Appelez-moi Philippe Doomez
Je me demande parfois si je ne suis pas un hardcore gamer dont on a effacé la mémoire et qui a été réinséré dans la vie "réelle" après qu'on lui ait implanté des souvenirs qui ne sont pas les siens. Car, aussi efficace qu'ait été mon lavage de cerveau, je rechute parfois. Et toujours de la même façon. Pourtant, depuis la fin de "Half Life" (voir Plus jamais malade en grenouillère), je n'avais pas touché au moindre first-person shooter.
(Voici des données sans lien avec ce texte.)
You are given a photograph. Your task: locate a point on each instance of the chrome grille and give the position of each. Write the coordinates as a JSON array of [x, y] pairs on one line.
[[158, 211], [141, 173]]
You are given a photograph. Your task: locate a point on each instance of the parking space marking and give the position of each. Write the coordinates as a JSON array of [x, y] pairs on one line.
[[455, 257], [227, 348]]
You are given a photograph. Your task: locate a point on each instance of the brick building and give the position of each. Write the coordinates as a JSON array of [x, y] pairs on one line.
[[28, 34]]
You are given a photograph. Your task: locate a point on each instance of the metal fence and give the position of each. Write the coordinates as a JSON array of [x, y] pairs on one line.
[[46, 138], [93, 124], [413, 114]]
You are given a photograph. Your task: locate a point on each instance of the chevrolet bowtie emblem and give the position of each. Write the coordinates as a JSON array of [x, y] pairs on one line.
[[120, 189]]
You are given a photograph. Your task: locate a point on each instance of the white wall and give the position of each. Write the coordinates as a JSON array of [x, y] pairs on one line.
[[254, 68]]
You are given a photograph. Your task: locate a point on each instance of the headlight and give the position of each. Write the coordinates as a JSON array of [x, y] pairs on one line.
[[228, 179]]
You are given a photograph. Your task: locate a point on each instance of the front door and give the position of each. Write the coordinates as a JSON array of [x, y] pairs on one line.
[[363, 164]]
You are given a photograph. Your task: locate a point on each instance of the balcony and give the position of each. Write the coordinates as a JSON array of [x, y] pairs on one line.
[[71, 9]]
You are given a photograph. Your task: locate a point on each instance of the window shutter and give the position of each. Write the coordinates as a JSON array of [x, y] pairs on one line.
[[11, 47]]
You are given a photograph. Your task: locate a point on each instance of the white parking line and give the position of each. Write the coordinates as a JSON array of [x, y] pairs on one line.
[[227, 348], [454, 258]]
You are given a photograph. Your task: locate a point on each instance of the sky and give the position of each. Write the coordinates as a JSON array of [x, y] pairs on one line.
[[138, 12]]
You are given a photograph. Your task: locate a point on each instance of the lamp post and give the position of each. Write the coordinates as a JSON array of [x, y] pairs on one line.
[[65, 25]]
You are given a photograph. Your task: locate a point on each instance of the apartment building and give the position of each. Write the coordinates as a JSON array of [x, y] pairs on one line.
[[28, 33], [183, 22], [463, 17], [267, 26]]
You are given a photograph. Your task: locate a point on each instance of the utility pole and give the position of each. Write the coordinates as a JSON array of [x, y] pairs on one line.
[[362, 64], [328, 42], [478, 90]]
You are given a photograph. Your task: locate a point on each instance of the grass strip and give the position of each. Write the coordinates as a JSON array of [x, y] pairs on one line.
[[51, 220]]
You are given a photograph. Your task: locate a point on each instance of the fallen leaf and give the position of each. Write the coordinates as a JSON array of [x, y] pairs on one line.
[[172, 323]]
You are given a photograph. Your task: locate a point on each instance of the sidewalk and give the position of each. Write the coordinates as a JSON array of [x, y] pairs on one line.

J'avais consacré la mémoire de mon PC a des activités moins barbares, et je n'ai jamais été tenté par l'achat d'une console de jeux. Quand les zouzous ont reçu une Gamecube pour Noël, je n'ai pas replongé. Ce n'est pourtant pas la tentation d'acquérir un "Silent Hill" ou un "Resident Evil" en cachette qui m'a manqué, mais j'étais guéri. Et puis les consoles portables ont fait leur apparition à la maison. Une Gameboy, et puis une Gameboy Advance et encore une Gameboy SP. J'ai bien trompé l'ennui en vacances en essayant quelques jeux de plateforme ("Kuzco", "Tintin et le temple du soleil"...), mais j'ai vite laissé tomber tellement j'étais nul. Et puis j'ai craqué. Comme mu par un réflexe conditionné, j'ai racheté "Doom" sur Gameboy Advance. Pourquoi ? Certainement parce que je n'y croyais pas : le jeu sur lequel je jouais sur PC il y a plus de 10 ans ne pouvait certainement pas tenir dans une cartouche de la taille d'une petite boite d'allumettes. Ce n'était pas possible. Le jeu qui valait 350 francs en magasin ne pouvait pas coûter quelques euros sur un vide-grenier.
Et pourtant
si : dès le premier niveau, même si la taille de l'écran a
considérablement diminué, je retrouve les mêmes sensations. Les
mêmes bruitages. Le même plaisir de tirer sur des ennemis tellement
pixelisés qu'on jurerait qu'ils ont été modélisés en Lego. Je suis
toujours aussi nul pour trouver les passages secrets. Faute de
notice, je n'ai pas compris comment on passait d'une arme à une
autre, et je me retrouve à envoyer des roquettes alors qu'un simple
coup de fusil de chasse aurait suffit. Evidemment, je suis fort
dépourvu quand, au tableau suivant, j'aurai bien besoin d'une arme
de frappe massive pour dézinguer les deux minotaures ( les fameux "barons de l'enfer") qui se sont
jurés d'avoir ma peau. Ceux-là, j'ai beau vider des chargeurs de
mitraillettes sur eux, rien à faire : je finis toujours par me faire
rétamer. Press Any Key To Continue. En cherchant à éviter leurs attaques, je me
souviens pourquoi j'ai commencé par adorer "Doom" avant de le
détester. Parce que j'ai perdu des heures à recommencer les mêmes
niveaux. A tomber pour mieux me relever, incapable de résister à
l'invitation de me reprendre une grosse branlée.
La seule
chose qui a changé, en 10 ans, c'est que je mets certainement moins
de temps à me rendre compte que je suis en train d'en perdre. Je
regarde la cartouche du jeu du coin de l'œil. Tu penses que je vais
t'insérer dans la Gameboy et me faire humilier encore pendant une
heure ? C'est bien mal me connaître. Ils peuvent dormir sur leurs
deux cornes les minotaures, ce n'est pas demain que je vais aller les
déranger. Si mes cartouches sont épuisées et que mon
armure est en pièce, ma jauge d'apathie est à 100%. Vous me
mettriez "Duke Nukem" sous le nez que je ne broncherai pas. D'ailleurs,
ça existe" Duke Nukem" sur Gameboy Advance ?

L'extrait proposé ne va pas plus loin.